O projekcie School of Creative
Technologies w Computer Science z 2008 roku
Przygodę rozpoczynamy na zrujnowanej przystani jakiejś opuszczonej wyspy. Miejsce to ma swój geograficzny pierwowzór. Jest nim Boreray, wysepka w archipelagu Hebrydów Zewnętrznych.
Po wyspie poruszamy się w miarę
swobodnie. Podziwiamy krajobrazy i rejestrujemy ślady cudzej
bytności. Eksploracji towarzyszą odgłosy przyrody, muzyka i
komentarze narratora, pojawiające się po dotarciu do wyznaczonego
miejsca. Niektóre z tych elementów są stałe; część z nich
program generuje losowo dla konkretnej rozgrywki. Powoduje to, że
kolejne przejścia gry nie są identyczne, a każdy następny spacer
po wyspie burzy wcześniej przyjęte założenia dotyczące fabuły.
Dear Ester początkowo wydaje się być
tylko opowieścią o duchach, jednak w miarę rozwoju historia staje
się coraz bardziej surrealistyczna i skupiona na psychice postaci.
Splatają się w niej dwa wątki: wędrówki po wyspie śladami
osiemnastowiecznego kartografa i wspomnień o współczesnym wypadku
samochodowym. Gracz zaczyna rozumieć, że tytułowa Estera zginęła
w owej kraksie i jego zadaniem jest ją na tej wyspie odszukać.
Sytuację komplikuje wprowadzenie postaci Pawła. Mężczyzna ów
wydaje się wierzyć, że był przyczyną wypadku na autostradzie.
Antena, górująca nad wyspa, staje się dla niego narzędziem
odkupienia winy. Jednak jego wspomnienia mogą się również odnosić
do biblijnej historii nawrócenia Szawła w drodze do Damaszku.
Kamienie nerkowe bohatera sugerują, że sama wyspa jest metaforycznym
kamieniem. Jego zawodowe zainteresowanie schematami i diagramami
przeradza się w obseję i każe mu zastanawiać się, co w
zdarzeniach jest celowe, a co przypadkowe.
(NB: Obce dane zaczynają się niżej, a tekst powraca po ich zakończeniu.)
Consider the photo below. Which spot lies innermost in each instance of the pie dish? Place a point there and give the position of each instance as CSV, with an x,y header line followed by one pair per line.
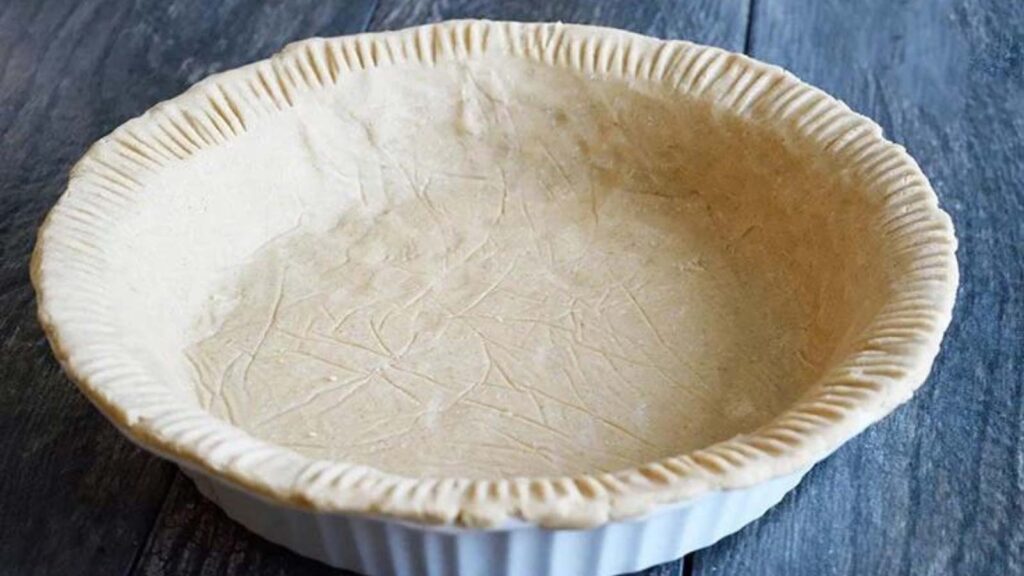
x,y
413,300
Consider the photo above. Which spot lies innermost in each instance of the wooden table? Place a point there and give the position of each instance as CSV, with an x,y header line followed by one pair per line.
x,y
937,488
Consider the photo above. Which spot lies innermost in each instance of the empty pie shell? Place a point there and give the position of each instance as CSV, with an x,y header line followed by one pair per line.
x,y
482,274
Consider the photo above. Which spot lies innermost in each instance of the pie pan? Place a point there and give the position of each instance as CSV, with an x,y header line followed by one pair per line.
x,y
496,297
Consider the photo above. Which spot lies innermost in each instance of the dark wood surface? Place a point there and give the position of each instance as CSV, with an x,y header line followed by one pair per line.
x,y
937,488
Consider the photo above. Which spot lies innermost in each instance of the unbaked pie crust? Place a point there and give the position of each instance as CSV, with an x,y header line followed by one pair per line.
x,y
479,271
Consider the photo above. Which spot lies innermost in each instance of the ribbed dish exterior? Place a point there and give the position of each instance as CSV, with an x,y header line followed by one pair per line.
x,y
387,547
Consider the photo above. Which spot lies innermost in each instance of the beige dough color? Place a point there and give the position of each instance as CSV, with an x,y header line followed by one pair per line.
x,y
476,272
498,269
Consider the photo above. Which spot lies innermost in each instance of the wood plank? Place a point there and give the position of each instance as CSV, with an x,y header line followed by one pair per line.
x,y
75,497
937,488
192,535
195,537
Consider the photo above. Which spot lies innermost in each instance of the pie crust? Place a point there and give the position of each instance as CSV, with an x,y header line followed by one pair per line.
x,y
475,271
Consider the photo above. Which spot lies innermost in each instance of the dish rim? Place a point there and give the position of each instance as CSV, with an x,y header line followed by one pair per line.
x,y
850,396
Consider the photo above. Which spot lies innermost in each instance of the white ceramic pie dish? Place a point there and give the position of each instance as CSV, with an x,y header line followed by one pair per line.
x,y
794,277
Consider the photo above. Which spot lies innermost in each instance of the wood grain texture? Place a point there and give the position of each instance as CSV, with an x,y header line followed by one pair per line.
x,y
192,536
75,496
937,488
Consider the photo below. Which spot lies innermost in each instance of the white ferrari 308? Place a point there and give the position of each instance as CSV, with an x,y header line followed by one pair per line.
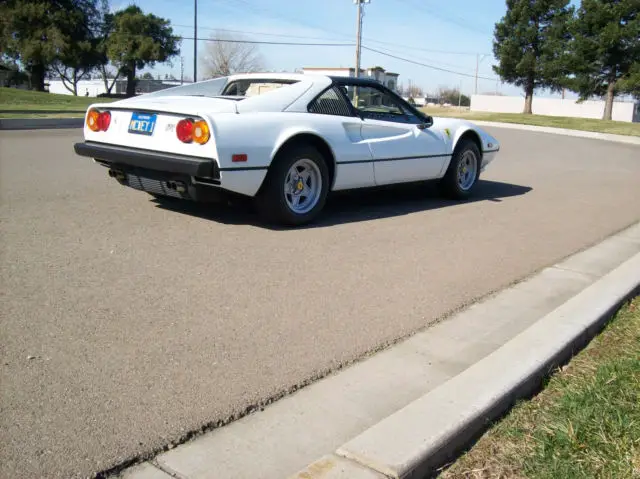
x,y
286,140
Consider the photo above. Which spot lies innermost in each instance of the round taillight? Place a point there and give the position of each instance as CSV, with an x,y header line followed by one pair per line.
x,y
92,120
184,130
201,132
104,120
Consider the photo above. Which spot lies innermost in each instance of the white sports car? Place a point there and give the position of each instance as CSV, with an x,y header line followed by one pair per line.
x,y
285,139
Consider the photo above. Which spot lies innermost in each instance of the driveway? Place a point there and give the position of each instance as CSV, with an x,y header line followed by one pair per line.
x,y
127,324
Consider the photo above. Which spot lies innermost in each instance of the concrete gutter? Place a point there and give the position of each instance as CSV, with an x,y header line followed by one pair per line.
x,y
632,140
407,410
425,435
40,123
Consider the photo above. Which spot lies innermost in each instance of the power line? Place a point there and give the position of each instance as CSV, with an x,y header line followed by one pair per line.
x,y
225,40
291,20
425,64
370,40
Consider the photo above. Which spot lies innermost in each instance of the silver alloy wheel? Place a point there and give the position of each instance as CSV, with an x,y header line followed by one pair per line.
x,y
302,186
467,170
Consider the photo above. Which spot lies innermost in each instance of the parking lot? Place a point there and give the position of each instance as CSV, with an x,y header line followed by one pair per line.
x,y
127,324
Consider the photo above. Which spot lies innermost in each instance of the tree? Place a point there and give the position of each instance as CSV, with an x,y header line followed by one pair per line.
x,y
226,54
453,97
604,54
414,91
137,40
80,54
529,45
35,32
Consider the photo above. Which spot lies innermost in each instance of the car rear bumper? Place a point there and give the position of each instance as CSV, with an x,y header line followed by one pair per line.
x,y
120,157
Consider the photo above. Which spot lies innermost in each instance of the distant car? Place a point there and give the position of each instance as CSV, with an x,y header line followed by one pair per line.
x,y
285,139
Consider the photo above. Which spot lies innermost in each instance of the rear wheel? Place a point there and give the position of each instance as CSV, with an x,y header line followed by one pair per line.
x,y
296,187
463,172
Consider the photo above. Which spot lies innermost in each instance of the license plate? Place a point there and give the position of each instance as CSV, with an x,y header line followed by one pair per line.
x,y
142,123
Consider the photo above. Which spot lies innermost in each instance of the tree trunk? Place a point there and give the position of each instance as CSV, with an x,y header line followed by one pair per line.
x,y
131,80
36,79
528,101
608,105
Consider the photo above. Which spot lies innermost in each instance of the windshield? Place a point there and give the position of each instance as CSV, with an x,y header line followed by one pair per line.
x,y
221,87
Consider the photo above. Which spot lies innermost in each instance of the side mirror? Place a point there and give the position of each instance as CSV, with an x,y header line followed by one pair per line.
x,y
428,123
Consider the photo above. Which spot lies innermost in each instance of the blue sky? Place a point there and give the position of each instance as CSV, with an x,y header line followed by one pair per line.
x,y
446,35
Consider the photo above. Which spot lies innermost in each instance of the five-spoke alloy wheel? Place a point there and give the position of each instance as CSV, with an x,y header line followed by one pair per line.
x,y
296,187
463,172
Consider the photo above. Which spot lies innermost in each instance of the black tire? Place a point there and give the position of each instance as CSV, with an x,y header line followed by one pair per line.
x,y
271,201
449,184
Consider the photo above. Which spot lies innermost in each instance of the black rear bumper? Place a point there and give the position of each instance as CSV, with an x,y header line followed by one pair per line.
x,y
121,156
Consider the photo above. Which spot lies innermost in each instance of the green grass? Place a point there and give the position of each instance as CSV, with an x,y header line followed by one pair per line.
x,y
68,114
585,124
25,100
584,424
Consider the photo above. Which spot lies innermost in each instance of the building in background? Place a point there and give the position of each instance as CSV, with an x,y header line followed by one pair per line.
x,y
388,79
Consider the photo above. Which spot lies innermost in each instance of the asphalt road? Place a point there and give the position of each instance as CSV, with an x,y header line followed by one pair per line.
x,y
126,324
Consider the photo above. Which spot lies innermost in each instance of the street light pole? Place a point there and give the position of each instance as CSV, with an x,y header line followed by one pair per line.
x,y
359,34
195,41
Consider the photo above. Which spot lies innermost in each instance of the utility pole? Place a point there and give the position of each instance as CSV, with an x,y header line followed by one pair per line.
x,y
477,66
195,41
359,34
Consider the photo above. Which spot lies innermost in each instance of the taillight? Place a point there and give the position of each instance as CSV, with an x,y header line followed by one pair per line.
x,y
98,121
201,132
92,120
188,130
184,130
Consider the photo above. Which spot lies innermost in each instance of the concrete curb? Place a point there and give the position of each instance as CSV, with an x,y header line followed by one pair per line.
x,y
632,140
40,123
422,437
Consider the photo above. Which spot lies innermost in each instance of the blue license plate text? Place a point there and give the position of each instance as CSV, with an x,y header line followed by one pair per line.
x,y
142,123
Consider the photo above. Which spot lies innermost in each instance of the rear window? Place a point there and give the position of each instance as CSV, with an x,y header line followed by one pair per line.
x,y
221,87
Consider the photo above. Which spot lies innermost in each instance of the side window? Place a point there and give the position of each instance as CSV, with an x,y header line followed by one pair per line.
x,y
376,104
331,102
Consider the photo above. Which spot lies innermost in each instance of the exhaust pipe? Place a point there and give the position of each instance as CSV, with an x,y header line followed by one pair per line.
x,y
118,175
176,186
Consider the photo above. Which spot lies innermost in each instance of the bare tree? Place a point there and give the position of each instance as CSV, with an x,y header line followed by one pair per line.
x,y
227,54
414,91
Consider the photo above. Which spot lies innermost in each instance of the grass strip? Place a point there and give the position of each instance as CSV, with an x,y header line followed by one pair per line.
x,y
585,423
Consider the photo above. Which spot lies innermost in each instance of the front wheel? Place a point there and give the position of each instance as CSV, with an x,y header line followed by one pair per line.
x,y
463,172
296,187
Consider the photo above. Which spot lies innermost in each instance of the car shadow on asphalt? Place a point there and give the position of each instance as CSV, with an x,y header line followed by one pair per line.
x,y
349,206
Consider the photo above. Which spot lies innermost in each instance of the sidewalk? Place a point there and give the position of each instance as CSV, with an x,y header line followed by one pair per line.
x,y
405,410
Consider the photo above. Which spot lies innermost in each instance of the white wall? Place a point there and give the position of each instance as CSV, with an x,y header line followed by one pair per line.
x,y
328,72
622,111
94,87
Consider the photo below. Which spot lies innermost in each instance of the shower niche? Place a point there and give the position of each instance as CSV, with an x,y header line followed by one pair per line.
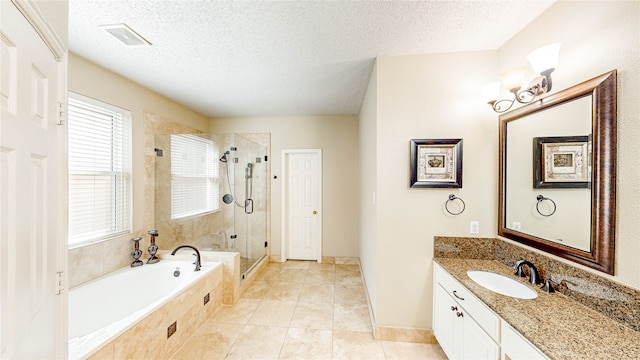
x,y
211,191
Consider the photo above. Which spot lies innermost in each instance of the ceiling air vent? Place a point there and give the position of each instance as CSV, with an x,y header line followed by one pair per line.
x,y
126,35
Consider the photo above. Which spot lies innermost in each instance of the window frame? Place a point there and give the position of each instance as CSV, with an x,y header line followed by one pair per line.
x,y
119,216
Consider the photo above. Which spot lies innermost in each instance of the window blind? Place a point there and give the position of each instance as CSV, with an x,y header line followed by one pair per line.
x,y
194,176
99,147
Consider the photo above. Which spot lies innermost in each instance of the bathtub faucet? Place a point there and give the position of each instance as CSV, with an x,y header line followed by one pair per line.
x,y
197,254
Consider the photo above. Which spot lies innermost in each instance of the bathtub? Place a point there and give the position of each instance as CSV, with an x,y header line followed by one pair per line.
x,y
101,310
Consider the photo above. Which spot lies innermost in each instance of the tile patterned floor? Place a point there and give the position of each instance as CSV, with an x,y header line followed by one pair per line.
x,y
299,310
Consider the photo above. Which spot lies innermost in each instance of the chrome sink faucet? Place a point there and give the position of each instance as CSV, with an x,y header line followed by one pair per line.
x,y
534,275
197,254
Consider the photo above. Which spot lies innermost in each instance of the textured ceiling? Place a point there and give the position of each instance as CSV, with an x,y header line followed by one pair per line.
x,y
248,58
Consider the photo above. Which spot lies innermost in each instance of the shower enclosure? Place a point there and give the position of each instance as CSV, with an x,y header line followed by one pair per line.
x,y
211,192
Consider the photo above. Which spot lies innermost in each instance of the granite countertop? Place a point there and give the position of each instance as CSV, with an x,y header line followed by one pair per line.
x,y
558,326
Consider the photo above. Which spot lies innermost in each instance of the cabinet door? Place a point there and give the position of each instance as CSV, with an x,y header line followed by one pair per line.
x,y
444,321
476,344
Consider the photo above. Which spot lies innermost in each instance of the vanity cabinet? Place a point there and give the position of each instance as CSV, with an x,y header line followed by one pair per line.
x,y
458,327
467,329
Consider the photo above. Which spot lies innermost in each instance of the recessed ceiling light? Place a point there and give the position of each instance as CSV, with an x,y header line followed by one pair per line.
x,y
126,35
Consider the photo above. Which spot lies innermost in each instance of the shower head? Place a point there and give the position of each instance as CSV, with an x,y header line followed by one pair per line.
x,y
224,156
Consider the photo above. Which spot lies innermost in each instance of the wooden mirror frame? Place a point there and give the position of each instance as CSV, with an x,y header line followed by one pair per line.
x,y
603,88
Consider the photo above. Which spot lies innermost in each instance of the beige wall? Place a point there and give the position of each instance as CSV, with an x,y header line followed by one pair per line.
x,y
86,78
598,37
337,136
426,97
436,96
368,244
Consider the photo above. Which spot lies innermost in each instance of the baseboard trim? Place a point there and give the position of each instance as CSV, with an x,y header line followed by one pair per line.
x,y
424,336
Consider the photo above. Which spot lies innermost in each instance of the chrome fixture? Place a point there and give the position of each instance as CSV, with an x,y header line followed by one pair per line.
x,y
223,158
452,198
125,34
543,61
136,253
548,286
540,199
153,248
197,254
534,276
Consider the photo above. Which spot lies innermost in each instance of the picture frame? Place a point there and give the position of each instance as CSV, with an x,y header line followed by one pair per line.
x,y
562,162
436,163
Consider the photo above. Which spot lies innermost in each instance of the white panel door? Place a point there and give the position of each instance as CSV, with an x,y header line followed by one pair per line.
x,y
30,249
304,196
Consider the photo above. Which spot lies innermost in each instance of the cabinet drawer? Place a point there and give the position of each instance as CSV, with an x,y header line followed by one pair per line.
x,y
489,321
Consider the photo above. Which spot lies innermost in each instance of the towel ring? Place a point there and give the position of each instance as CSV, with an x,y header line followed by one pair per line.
x,y
451,198
540,199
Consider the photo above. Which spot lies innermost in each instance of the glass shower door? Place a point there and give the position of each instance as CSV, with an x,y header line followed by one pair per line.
x,y
250,187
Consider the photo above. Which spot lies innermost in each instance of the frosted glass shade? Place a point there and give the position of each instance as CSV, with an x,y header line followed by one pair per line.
x,y
544,58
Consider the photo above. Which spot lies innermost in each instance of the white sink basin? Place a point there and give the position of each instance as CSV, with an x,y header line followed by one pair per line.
x,y
502,284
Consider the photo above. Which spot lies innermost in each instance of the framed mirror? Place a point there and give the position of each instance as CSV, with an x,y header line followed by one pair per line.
x,y
557,173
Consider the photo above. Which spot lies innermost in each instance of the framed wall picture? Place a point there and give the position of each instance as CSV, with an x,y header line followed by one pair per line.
x,y
436,163
561,162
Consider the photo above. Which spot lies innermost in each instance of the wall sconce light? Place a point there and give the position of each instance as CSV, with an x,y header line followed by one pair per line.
x,y
543,61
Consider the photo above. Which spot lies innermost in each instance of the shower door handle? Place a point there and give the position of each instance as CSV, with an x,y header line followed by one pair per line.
x,y
248,206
Nadawanie postaciom tych samych nazwisk
i forma gramatyczna komentarzy rodzą pytania. Kto właściwie jest
narratorem? Czy jest to w ogóle postać realna? Losowy dobór
komentarzy w grze i sprzeczności, celowo wprowadzone do tekstu,
uniemożliwiają dosłowne rozumienie tej historii.